La scoperta del destino di Beverly ed i giorni che seguiranno porteranno i membri del disfunzionale focolare domestico a confrontarsi gli uni con gli altri rivelando segreti celati da pochi mesi o da decenni: gli scontri che ne conseguiranno permetteranno alle verità taciute di venire a galla e di permettere a Barbara, Ivy e Karen di trovare la forza necessaria ad iniziare il resto delle loro vite.

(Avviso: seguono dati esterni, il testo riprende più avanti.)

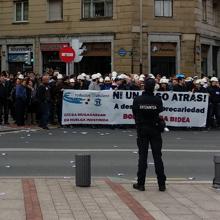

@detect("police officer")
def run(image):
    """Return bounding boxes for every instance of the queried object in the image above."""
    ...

[132,78,166,191]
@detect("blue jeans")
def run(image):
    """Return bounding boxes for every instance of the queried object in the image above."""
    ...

[39,102,50,127]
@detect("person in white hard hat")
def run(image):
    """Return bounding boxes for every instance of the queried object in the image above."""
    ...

[89,74,101,90]
[158,77,169,92]
[69,78,76,89]
[208,77,220,127]
[101,76,112,90]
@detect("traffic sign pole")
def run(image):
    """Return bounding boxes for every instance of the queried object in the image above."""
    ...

[59,47,76,63]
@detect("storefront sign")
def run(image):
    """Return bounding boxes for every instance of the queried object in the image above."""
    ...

[59,47,76,63]
[118,48,127,57]
[82,43,111,57]
[8,54,25,63]
[8,45,33,54]
[62,90,208,127]
[40,43,69,51]
[151,43,176,57]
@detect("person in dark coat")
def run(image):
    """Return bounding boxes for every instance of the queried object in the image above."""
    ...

[15,74,27,126]
[0,72,10,125]
[132,78,166,191]
[36,75,51,130]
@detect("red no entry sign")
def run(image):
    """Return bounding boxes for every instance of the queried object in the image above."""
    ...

[59,47,76,63]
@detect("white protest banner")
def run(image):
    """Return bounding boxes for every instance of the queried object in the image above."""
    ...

[62,90,142,125]
[62,90,208,127]
[156,92,209,127]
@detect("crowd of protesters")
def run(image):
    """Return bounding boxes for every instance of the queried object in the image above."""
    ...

[0,70,220,129]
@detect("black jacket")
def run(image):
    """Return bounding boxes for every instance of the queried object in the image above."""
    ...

[208,86,220,104]
[36,84,51,104]
[0,81,10,100]
[132,92,163,127]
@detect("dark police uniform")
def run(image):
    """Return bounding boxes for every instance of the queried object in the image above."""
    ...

Come ogni anno, nel periodo che intercorre tra Globes e Oscar cerco sempre di recuperare il maggior numero di pellicole candidate per le categorie principali possibile, in modo da poter avere un quadro più generale di quello che potrei sperare e che, puntualmente, finisce per tradursi in un'attesa disillusa.
I segreti di Osage County - scontato adattamento dell'originale August: Osage County - è giunto al Saloon spinto principalmente delle ottime recensioni riferite al cast, dall'atmosfera da provincia USA profonda - di recente riscoperta grazie all'ottimo Nebraska - e dalla sceneggiatura firmata da Tracy Letts, già autore dello script di uno dei supercult fordiani di queste ultime stagioni, Killer Joe.
Non che nutrissi particolari aspettative in merito, o che pensassi di trovarmi di fronte al film dell'anno - a questo pare avere già pensato Scorsese con lo strepitoso The wolf of Wall Street -, eppure devo ammettere di essere rimasto piuttosto freddo rispetto a questa visione: certo, l'ensemble di attori è strepitosa - nonostante la tanto celebrata Meryl Streep mi sia parsa più gigioneggiante che altro -, da una sorprendente Julia Roberts agli ottimi Chris Cooper e Benedict Cumberbatch, la cornice affascinante per chi, come il sottoscritto, subisce il fascino della Frontiera, sia essa geografica o di concetto, i temi trattati sono profondi - la famiglia come nucleo ribollente del nostro universo di emozioni, siano esse positive oppure no -, la regia pulita, ma qualcosa, in fondo, non mi ha convinto del tutto.
Per prima cosa, l'alone di seriosità che aleggia - e pesa - sulla sceneggiatura, e che pare concentrarsi sul solo dramma lasciando uno spazio fin troppo esiguo alla leggerezza - ed in questo senso, perde molti punti rispetto al già citato Nebraska -, dunque un ritmo certamente non serrato - neppure nei momenti migliori dei botta e risposta tra i protagonisti - pronto a rendere le due ore piene di visione una cavalcata da non affrontare certo a cuor leggero: il risultato è un film "wannabe" dal potenziale inespresso, discreto nel suo insieme - tecnica ed emozione -, in grado di regalare un paio di passaggi decisamente interessanti - il confronto a tavola tra la Streep e la Roberts, Chris Cooper pronto a difendere il figlio in un moto d'orgoglio rispetto alla decisamente più energica consorte - ma per nulla in grado di regalare al pubblico i brividi di pellicole simili come il bellissimo La fortuna di Cookie firmato dal Maestro Altman.
Certo, i titoli che toccano il tema della Famiglia eserciteranno sempre un discreto fascino, sul sottoscritto, specialmente quando al loro servizio sarà possibile trovare attori ed autori in grado di fare la differenza, ma nonostante le premesse mi verrebbe quasi da pensare che I segreti di Osage County sia simile ad una squadra con grandi individualità incapace di esprimere una realtà d'insieme, allo stesso modo del nucleo familiare che porta in scena: e se, a volte, questa particolarità finisce per fare la fortuna di un'opera, in questo caso rende il lavoro di John Wells soltanto un buon prodotto artigianale destinato a non fare breccia e lasciare un segno davvero profondo nell'audience una volta uscita dalla sala.
Resta comunque un film più che godibile narrato con piglio decisamente teatrale - la predilezione di Letts per questo tipo di struttura è evidente, ed anche in questo caso è ben coadiuvato dal regista - interpretato alla grande da tutti i suoi protagonisti - continuo comunque a pensare che la Streep sia stata fin troppo sopravvalutata, e spero ardentemente con non si porti a casa la statuetta come migliore attrice - ed in grado di affrontare problematiche che qualunque tipo di spettatore, appassionato o no di Cinema, saprà riconoscere.
Rispetto a quella che è la realtà della settima arte italiana, poi, direi che è già un lusso anche solo questa amara provincia USA.



MrFord



"Lay down, Sally, and rest you in my arms.
Don't you think you want someone to talk to?
Lay down, Sally, no need to leave so soon.
I've been trying all night long just to talk to you."